Dos años después, volvió. Con la misma maleta. No pidió perdón. Solo dijo:
—Si has puesto demanda de divorcio, me voy. Allá todo está perdido.
Elena no dijo nada. Había esperado ese momento noche y día, y ahora no encontraba palabras. Ya lo había perdonado hacía tiempo. Solo quería verlo.
Vivieron como extraños casi un año, hasta que Alejandro se disculpó. Poco a poco, todo volvió a la normalidad. Hasta que llegó Maxi.
Antonia no estaba enferma. Simplemente no quería al niño; le estorbaba. Lo tuvo porque la fábrica le daba una habitación, y eso resolvió su problema de vivienda.
—Llévatelo o lo llevaré al orfanato —le dijo a Alejandro cuando fue a visitar al niño.
—¿Dónde lo meto? Somos cuatro en un piso de dos habitaciones.
—No sé. Cuando lo tuve, no me preguntaste dónde.
—Pensé que me querías y que querías a Maxi.
—Ja. Pensaste. Pues piensa hasta fin de mes. El día uno es mi día libre; si no te lo llevas, irá al orfanato.
Era una amenaza vacía. Sabía que Alejandro no lo permitiría. Y así fue.
Elena aceptó al niño sin dudar. Nunca hizo diferencias entre los niños; siempre trató de dar a cada uno lo que necesitaba. De quererlos por igual.
Con el tiempo, compraron una mesa más grande para la cocina. Acondicionaron un rincón en el salón para Sonia, liberando espacio en la habitación de los chicos. Kiko entró en la universidad, y Maxi empezó el colegio.

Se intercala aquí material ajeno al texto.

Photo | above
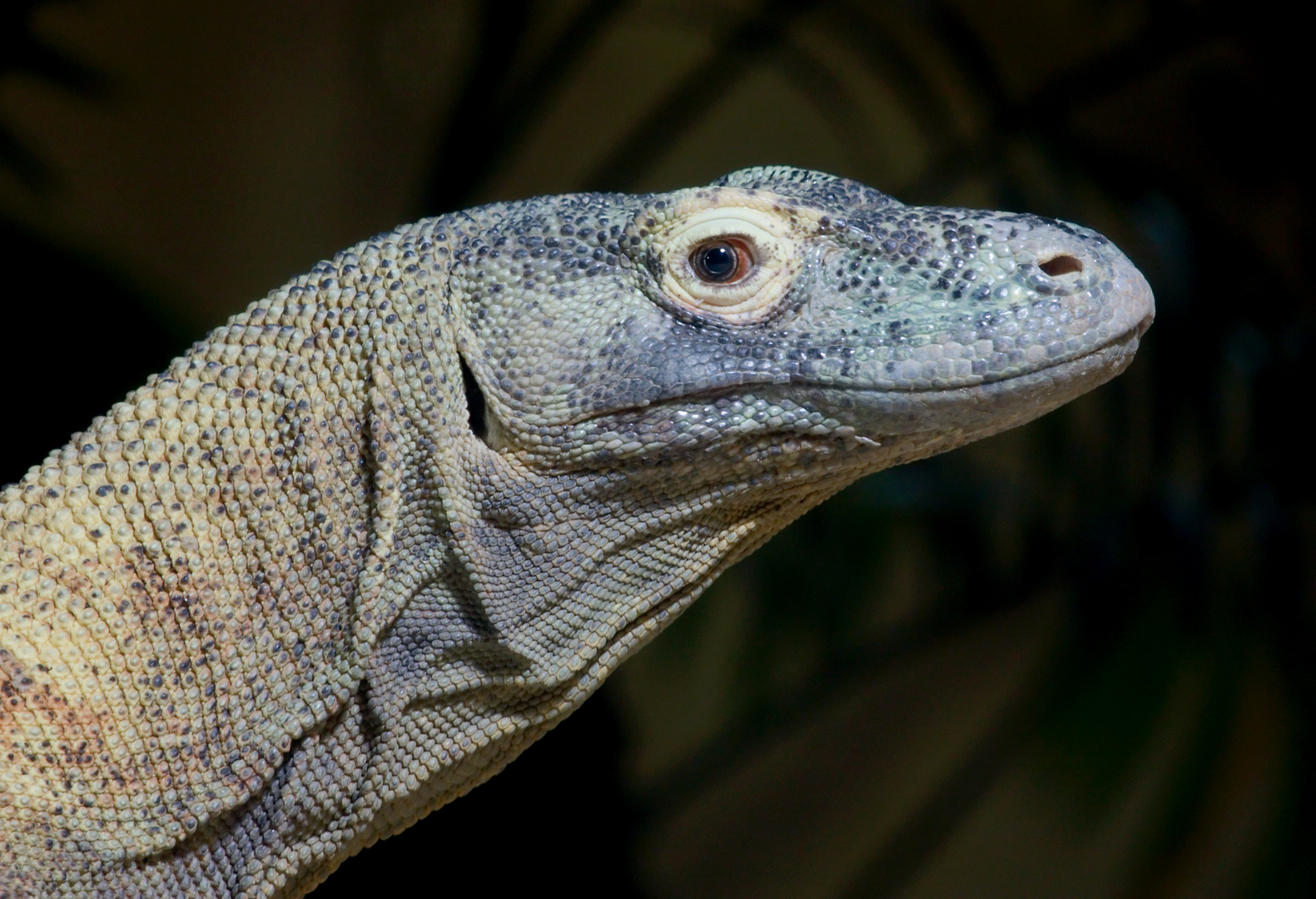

Parecía que todos se habían adaptado. Pero Kiko mostraba cada vez más resentimiento hacia su hermano pequeño. Ni siquiera el hecho de que compartieran padre calmaba sus ataques. Elena intervenía con tacto, sin herir a Maxi ni avivar conflictos. Delante de su padre, Kiko callaba. Sonia, en cambio, aceptó a Maxi desde el primero día. Se parecían más en carácter, y ella lo quería como al hermano mayor nunca había logrado.
Maxi nunca careció de nada. Ropa, juguetes, material escolar… Elena dividía todo en tres sin vacilar. Pero a Kiko no le gustaba. A escondidas, llamaba a su hermano “un boca más” en tono despectivo. Cuando sus padres no estaban, se vengaba de él. Acusarlo injustamente se volvió costumbre.
Una tarde, Kiko llegó de la universidad y, en la comida, se comió una hamburguesa con patatas. Luego, para burlarse de Maxi, se comió otra. Elena había preparado justo una por persona. Kiko lo sabía.
Por la noche, ella calentó las hamburguesas, cocinó arroz y sirvió la cena.
—Vaya, ¿quién se ha comido una de más? —preguntó.
—Maxi se llevó una al mediodía. Sonia lo vio —dijo Kiko, satisfecho.
Sonia asintió. Había visto a su hermano comer solo una hamburguesa.
—Sí, me comí una —confirmó Maxi.
—¿Solo una? Ayer os pedí que guardarais una para la cena.
—Sí —respondió el niño con firmeza—. Fue Kiko, y ahora me echa la culpa, como la otra vez.
Elena ni siquiera miró a su hijo mayor. Puso su plato frente a Maxi.
—Leí en algún sitio que un boca más es peor que una pistola. ¿Es así, mamá?
Alejandro golpeó la mesa, se levantó y le arrebató el plato a Kiko. Lo miró con ira durante unos segundos.
Le puso el plato de su hijo mayor delante de Elena y el suyo delante de Kiko.
—El boca más aquí eres tú. Tienes veinte años y vives a costa nuestra. Si quieres comer, trabaja. ¡Basta!
Maxi no levantó la mirada de su plato.
Alejandro salió de la cocina. Se oyó rezongar antes de salir al balcón. Kiko se puso la chaqueta y se marchó. Sonia fingió beber té.
Elena quiso acariciar a Maxi, pero vio lágrimas caer en su plato.
—No la salgues más, o nadie la querrá.
—No puedo comerla…
—Tienes que hacerMaxi finalmente tomó un bocado, sabiendo que, a pesar de todo, en esa casa había encontrado un lugar al que pertenecer.